III期非小細胞肺がんでの放射線治療

III期の多くは手術をおこなわず、抗がん剤(化学療法)が可能な場合は抗がん剤と放射線の併用を、抗がん剤が使用できないような場合には無症状であっても単独で放射線を照射することが推奨されています1)

III期の場合でも胸水がたまっているようなときは、放射線照射は第1選択にはなりません(先に紹介しました、緩和的療法としての放射線治療(1)(2)は考慮されます)。

放射線単独で治療する場合、通常分割照射法(1日1回、月曜から金曜までの週5回)で、少なくとも合計60Gy(30回)の照射をおこなうように推奨されています1)
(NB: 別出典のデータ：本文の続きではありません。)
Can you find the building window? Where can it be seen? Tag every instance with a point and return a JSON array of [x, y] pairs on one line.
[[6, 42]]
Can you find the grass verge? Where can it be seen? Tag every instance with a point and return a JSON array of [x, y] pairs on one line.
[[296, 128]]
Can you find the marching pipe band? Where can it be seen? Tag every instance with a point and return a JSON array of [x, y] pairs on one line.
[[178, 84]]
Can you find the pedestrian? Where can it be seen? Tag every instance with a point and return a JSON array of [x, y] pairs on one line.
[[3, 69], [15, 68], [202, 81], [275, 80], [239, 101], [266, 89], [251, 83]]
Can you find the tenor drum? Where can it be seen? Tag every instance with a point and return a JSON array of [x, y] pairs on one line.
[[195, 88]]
1) 肺癌診療ガイドライン2020年版 NSCLC Ⅲ期非小細胞肺癌・肺尖部胸壁浸潤癌

III期非小細胞肺がんでの化学放射線療法と免疫療法

化学放射線療法は、放射線治療と抗がん剤による化学療法を組み合わせておこなう治療方法です。
IIIA期の非小細胞肺がんのうち、「手術で完全にがん病巣をとり除くことができ、体力的に手術が可能」と判断された場合は、手術が選択され、術後に化学療法、または化学放射線療法がおこなわれます。術前にこれらの治療をおこなう場合もあります。
IIIA期の非小細胞肺がんのうち、縦隔のリンパ節に転移がある場合や手術で完全にがん病巣をとり除くことが不可能な場合および体力的に手術に耐えられないと判断された場合と、IIIB/C期の非小細胞肺がんで化学放射線療法の適応と判断された場合には、化学放射線療法が治療の第一選択になります。また化学放射線療法後に病勢進行がみられない患者さんに対しては、免疫チェックポイント阻害薬による免疫療法をおこなうこともあります。